Here though these old ways are giving place to the use of modern machinery, which is readily adopted by the Egyptian, who naturally does not find in the threshing machine the old failing complained of by the British farmer, to wit, that it bruised and broke up the straw, rendering it unfit to use as thatching or to make into the neat, pale golden trusses once so familiar in the market.
There is, however, an unpleasant feature in the native threshing in connection with the samples of corn. As may be supposed, when the threshing is at an end and the tibn stacked, or rather piled in a heap, leaving the grain to be shovelled up, no amount of winnowing and sifting can remove from it a certain amount of sullying brought about by the constant trampling of the oxen.
This has, in the past, acted inimically to the success of the fine, hard, dry, shot-like grain of Egypt in foreign markets; but in these days of advance not only has the bullock-worked European threshing machine made its way into the Egyptian fields, but it is no uncommon thing for the pleasant hum of the steam thresher to be heard where the ingenious machinery of England is carrying on its untiring labour of threshing out, winnowing, and filling its sacks of grain, as much at home as if it were upon some Yorkshire or Lincolnshire farm.
It will not be out of place, after dealing with the Egyptian tibn, to state here that experienced cultivators have found the advantage of carefully feeding their working bullocks so as to obtain for them the good, sound stamina which will be naturally followed by the best amount of work. This they find by sprinkling amongst the chopped straw or tibn supplied about one-third in weight of beans, not crushed or ground, but either whole or split; for it has been noticed that the draught animals flourish better upon this food than upon bean meal; while the process of splitting, Mr Wallace states, saves the bean from the attack of one of the Egyptian farmer’s minor plagues—the weevil; for, as if governed by some wondrous instinct in their preparations for the continuation of their species, and a desire to ensure for them good wholesome food upon which to feed, these creatures do not lay their eggs in damaged grain.

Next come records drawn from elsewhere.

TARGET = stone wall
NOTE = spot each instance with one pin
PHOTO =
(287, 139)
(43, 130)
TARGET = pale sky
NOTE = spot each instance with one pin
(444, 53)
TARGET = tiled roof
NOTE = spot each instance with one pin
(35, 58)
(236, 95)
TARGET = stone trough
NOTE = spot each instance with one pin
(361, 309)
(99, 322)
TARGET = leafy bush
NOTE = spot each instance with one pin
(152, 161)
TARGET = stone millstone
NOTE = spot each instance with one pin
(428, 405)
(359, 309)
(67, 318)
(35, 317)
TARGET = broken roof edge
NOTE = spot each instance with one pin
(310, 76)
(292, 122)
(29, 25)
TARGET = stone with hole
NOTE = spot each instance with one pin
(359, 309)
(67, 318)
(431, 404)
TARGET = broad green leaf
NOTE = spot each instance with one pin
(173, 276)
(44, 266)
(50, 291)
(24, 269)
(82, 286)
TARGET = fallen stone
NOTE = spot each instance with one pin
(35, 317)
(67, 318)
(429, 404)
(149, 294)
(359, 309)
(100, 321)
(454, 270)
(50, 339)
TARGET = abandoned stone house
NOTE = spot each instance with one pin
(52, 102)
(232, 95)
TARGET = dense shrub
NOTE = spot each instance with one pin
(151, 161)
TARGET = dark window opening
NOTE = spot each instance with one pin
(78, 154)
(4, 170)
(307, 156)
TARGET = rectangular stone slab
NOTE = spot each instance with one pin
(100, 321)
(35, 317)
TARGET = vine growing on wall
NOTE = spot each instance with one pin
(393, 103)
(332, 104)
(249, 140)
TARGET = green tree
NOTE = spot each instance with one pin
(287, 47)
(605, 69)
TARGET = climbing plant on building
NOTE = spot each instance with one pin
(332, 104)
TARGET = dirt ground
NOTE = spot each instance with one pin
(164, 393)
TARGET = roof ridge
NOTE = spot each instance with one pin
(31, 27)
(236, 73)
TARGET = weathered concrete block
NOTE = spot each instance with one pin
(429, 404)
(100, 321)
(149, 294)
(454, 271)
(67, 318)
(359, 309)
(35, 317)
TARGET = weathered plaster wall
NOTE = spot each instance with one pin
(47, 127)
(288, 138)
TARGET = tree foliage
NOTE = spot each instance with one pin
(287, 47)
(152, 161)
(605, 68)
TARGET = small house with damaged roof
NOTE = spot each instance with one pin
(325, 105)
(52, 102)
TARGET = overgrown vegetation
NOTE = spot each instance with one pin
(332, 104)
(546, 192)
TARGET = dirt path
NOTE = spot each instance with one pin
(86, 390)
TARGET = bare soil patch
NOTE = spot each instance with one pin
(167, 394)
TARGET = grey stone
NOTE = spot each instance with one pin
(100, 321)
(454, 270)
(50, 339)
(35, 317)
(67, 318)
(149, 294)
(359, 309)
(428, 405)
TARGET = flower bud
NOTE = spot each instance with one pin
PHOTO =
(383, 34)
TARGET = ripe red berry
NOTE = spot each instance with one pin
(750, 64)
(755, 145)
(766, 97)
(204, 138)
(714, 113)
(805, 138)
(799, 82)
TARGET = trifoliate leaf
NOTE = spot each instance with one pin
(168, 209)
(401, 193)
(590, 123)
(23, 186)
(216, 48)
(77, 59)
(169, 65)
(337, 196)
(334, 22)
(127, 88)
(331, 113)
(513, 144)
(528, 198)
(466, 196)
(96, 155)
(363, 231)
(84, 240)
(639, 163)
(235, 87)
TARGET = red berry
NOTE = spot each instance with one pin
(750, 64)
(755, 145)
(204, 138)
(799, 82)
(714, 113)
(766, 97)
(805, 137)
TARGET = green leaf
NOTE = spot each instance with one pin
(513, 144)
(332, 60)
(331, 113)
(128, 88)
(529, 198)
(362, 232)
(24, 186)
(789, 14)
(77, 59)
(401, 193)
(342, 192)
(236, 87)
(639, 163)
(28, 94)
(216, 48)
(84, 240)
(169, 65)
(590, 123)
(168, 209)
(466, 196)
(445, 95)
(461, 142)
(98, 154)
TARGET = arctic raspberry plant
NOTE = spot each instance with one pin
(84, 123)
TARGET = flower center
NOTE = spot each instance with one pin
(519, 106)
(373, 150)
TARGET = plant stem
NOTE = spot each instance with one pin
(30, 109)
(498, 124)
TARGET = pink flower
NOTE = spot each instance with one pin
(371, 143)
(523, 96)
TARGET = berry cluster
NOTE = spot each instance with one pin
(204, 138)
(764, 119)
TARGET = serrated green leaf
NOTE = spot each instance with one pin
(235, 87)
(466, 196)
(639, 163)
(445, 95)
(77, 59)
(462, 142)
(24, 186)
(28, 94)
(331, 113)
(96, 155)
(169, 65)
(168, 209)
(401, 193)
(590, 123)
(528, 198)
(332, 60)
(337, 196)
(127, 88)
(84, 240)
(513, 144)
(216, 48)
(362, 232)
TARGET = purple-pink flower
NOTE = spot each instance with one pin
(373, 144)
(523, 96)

Of late years many of the European implements have been introduced—Ransomes’ threshers and straw—bruisers, one-way or balance ploughs, harrows, clod-crushers, horse-hoes, Norwegian harrows, spring-tooth cultivators, steam ploughs and cultivators, mowers, reapers, and binders, maize-shellers, seed graders, broadcast-sowing machines, and seed drills.
European ploughs, as they invert the earth, are naturally the most beneficial to the growth of the crop, as by bringing the under-soil to the surface to receive benefit from the sun and air, they greatly improve the root range of the plants.
Steam ploughing is gradually gaining in favour, owing to the scarcity of work-bullocks. A few of the large proprietors have recently purchased plants or entire gear. The scythe for cutting clover has been found, too, a great improvement upon the antique native fashion of pulling by hand, the saving of expense being seventy per cent. But a great drawback to the adoption of European implements is the aversion of the Egyptian farm labourer to any innovation, his want of intelligence in handling what to him appears complicated machinery, and his unwillingness to learn. Here, though, in common justice it must be said that he does not stand alone, for the experiences of the British farmer in most of our counties, and his battles with the pig-headed conservatism of his men, would form an amusing chronicle. The clumsy implement of his forefathers, invented, historians say, some five thousand years ago, is in the native’s eyes perfectly right, and could not be better; and he prefers to go on blistering or hardening his hands in what he looks upon as the good old ways, until he is forced to handle modern machines, and then by very, very slow degrees he begins to see, but not before he has broken many, or put them out of gear. But unfortunately the farm labourer is not the sole offender, as the history of the introduction of mechanism of any kind will tell.